The region patterns in the patterns_file consist of pairs of starting and ending strings, one pair per line. xpatrgn will search for occurrences of these string pairs in the text and record their offsets in region_file. Once a starting string has been found, xpatrgn will search for the first occurrence of the corresponding ending string in order to end the region. Nested occurrences are ignored. Regions begin on the first character of the starting string and end on the last character of the ending string. These positions may be modified by adding or subtracting an integer value, as shown in the example below. If the ending string of any pair is not given in the input, xpatrgn will begin regions on occurrences of the starting string, and will end the regions on the character before the first character of the next region. If the end of the text is reached in the middle of a region, the program will record the location of the last character in the text as the end position of the last region.

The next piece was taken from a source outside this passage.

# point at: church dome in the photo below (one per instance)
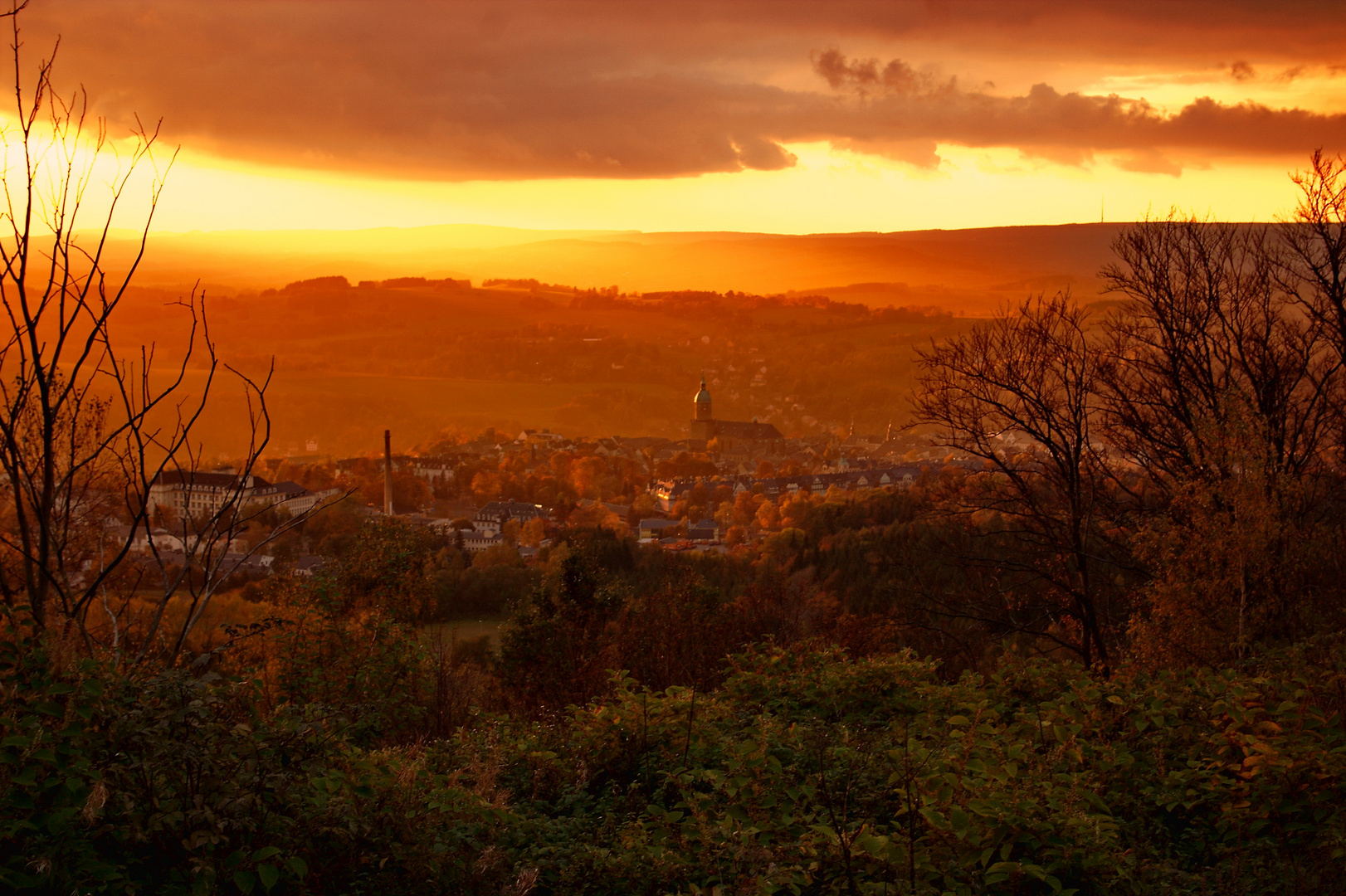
(705, 396)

Note: this algorithm is different than that used by xpat to make regions during a search session. Consider the text,
( a b ( c d ) ( d e f
and the region pattern,
"(" ")"(i.e., build regions between the `(' and `)' characters). xpatrgn would build the regions as `( a b ( c d )' and ` ( d e f'. xpat, on the other hand, would find all the matches which could start a region and all the matches which could end a region. It would then take the nearest pairs. For the above text, xpat would record the single region, ` ( c d )'. It would not record a region for either `( a b ', or `( d e f'.

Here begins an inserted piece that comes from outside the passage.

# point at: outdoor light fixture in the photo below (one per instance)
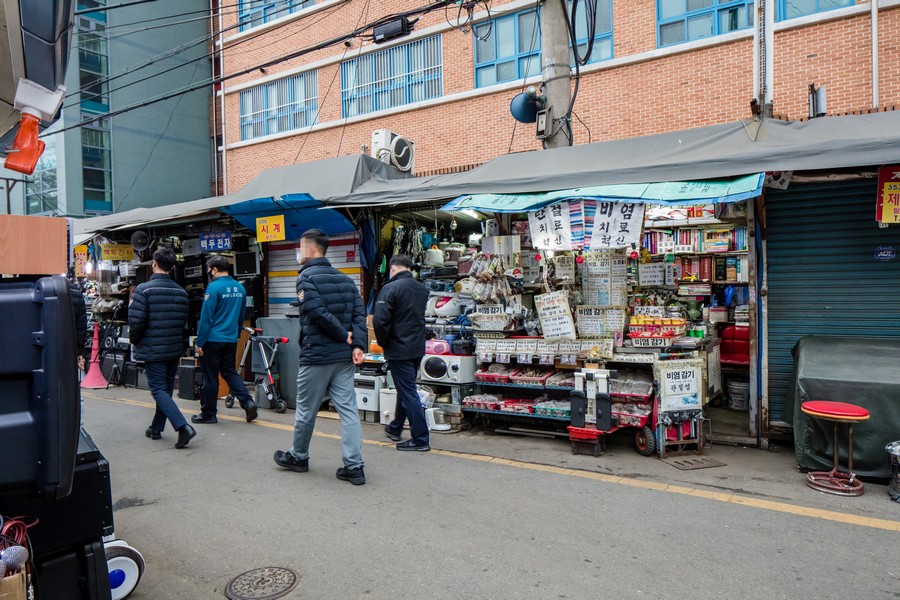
(391, 31)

The special character sequences `\^' and `\$' will match the first and last characters in the text, respectively.
"\n"
creates regions that are located between newline characters. Note that these regions will start at each newline character and there will be no region created for the first line (the text before the first newline).
The input pattern,
"\^" "\n" + 1
creates a region for each line in the file, starting on the first character in each line. This pattern will also include the first line in the file.
The input pattern,
"<Headline>" +10 "</Headline>" -11
creates regions between `<Headline>' and `</Headline>' tags, except that the actual regions begin on the first letter after the `<Headline>' tag, and end on the last letter before the `</Headline>' tag. This is different from the actions of multirgn, which includes the tags.
The command,
xpatrgn -p my_patrns.ptn -o Patrn1.rgn -D text.dd
builds a region for the database specified by the Data Dictionary, `text.dd'. It uses the patterns specified in `my_ptrns.ptn' and puts the index in the file `Patrn1.rgn'. It names the region, `Patrn1'.
The command,
xpatrgn -v -d "This is my pattern" -r "My Pattern" -p my_patrns.ptn -o MyPat.rgn -D data.dd
builds a region for the database specified by the Data Dictionary, `data.dd'. xpatrgn will print progress messages as it builds the index. It will record the description, `This is my pattern' in the Data Dictionary entry for the region it builds. It will name the region, `My Pattern'. It will get the patterns from the file, `my_patrns.ptn'. Finally, it will place the index in the file, `MyPat.rgn'.
The command,
ptrn_prog | xpatrgn -o Patrn1.rgn -D text.dd
builds a region called `Patrn1' for the database specified by `text.dd'. It will put the index in the file, `Patrn1.rgn'.